The struct will be 16 bytes:

1 for b1

3 unused

4 for i1

1 for b2

3 unused

4 for i2

However, if you order them differently, you can get all of those fields into 12 bytes:

struct {
  char b1;
  char b2;
  int i1;
  int i2;
}

Now the struct will have:

1 byte for b1

1 byte for b2

2 unused bytes

4 bytes for i1

4 bytes for i2

Three Common Type Bugs

The first one looks idiotic, but it is at the heart of all type bugs. Look at pc.c:

main()
{
  char c;
  int i;
  int j;

  i = 10000;
  c = i;
  j = c;

  printf("I: %d,   J: %d,       C: %d\n", i, j, c);
  printf("I: 0x%04x,  J: 0x%04x,   C: 0x%04x\n", i, j, c);
}

Since c is a char, it cannot hold the value 10000. It will instead hold the lowest order byte of i, which is 16 (0x10). Then when you set j to c, you'll see that j becomes 16. Make sure you understand this bug.

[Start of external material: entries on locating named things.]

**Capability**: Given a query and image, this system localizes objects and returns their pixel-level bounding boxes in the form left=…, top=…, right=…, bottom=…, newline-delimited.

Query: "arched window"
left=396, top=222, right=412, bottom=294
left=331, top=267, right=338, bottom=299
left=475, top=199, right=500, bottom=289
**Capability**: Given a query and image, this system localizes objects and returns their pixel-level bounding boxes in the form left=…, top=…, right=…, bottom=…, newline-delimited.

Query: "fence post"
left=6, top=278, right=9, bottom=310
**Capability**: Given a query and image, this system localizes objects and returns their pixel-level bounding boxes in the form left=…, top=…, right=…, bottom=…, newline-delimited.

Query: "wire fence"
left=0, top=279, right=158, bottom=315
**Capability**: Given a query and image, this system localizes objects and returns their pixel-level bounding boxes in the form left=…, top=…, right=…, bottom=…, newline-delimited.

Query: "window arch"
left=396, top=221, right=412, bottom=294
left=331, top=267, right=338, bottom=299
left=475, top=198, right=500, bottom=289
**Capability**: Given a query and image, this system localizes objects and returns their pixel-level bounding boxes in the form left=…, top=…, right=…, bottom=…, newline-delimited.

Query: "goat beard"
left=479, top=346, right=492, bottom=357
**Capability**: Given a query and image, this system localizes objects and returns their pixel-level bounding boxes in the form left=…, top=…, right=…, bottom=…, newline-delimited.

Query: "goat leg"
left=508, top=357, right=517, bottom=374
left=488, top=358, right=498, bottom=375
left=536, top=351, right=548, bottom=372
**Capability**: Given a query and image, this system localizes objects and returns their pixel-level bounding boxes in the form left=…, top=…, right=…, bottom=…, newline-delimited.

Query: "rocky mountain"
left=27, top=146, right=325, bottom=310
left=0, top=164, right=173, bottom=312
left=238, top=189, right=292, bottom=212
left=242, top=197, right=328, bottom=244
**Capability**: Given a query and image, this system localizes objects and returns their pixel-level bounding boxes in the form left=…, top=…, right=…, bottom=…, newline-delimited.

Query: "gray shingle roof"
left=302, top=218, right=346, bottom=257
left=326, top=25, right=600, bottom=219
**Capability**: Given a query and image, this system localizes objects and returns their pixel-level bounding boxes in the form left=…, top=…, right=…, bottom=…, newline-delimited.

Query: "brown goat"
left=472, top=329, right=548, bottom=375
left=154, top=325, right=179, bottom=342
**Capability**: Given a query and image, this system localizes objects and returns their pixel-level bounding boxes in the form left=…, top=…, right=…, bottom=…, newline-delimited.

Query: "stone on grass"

The second bug is a typical one when you deal with math routines. If you say ``man log10,'' you'll see that it takes a double and returns a double:

     double log10(double x);

So pd.c tries to take the log of 100.0, which should be two:

main()
{
  double x;

  x = log10(100);

  printf("%lf\n", x);
}

When you compile it, you have to include -lm on the linking line so that it includes the math libraries. When you do this, you'll see a weird result:

  
UNIX> pd
-1035.000000

Why? This is because you didn't include math.h in your C program, and therefore the compiler assumed that you were passing log10 an integer, and that it returned an integer. And the compiler doesn't worry about casting int's to double's. So you get the bug. You can fix this by including math.h, as in pe.c:

#include < math.h >

main()
{
  double x;

  x = log10(100);

  printf("%lf\n", x);
}

UNIX> pd
2.00000

Finally pf.c displays another common type bug:

main()
{
  double x;
  int y;
  int z;

  x = 4000.0;
  y = 20;
  z = -17;

  printf("%d %d %d\n", x, y, z);
  printf("%f %d %d\n", x, y, z);
  printf("%lf %d %d\n", x, y, z);
  printf("%lf %lf %lf\n", x, y, z);
}

UNIX> pf
1085227008 0 20
4000.000000 20 -17
4000.000000 20 -17
4000.000000 0.000000 -3566985184068214263610043868633531298423160069569428047775
20030203482592393258067630813913494098481449525958709939145371702732604277129148
77019863534390180062158966919576508126277491063615751217181296481290794579216716
39726032966871746925158515232719273883094320046823318866372976525388441556587623
1667712.000000

Typically you see the first bug in line one. You try to print out a double as an int. Not only does it get the value wrong, but it gets x and y wrong as well. You'll learn why later. Lines two and three are fine, but line 4 is now wrong, because you try to print all three quantities as double's. Again, you'll see the reason why later, but you should be aware of this kind of bug now, since you may well see it again.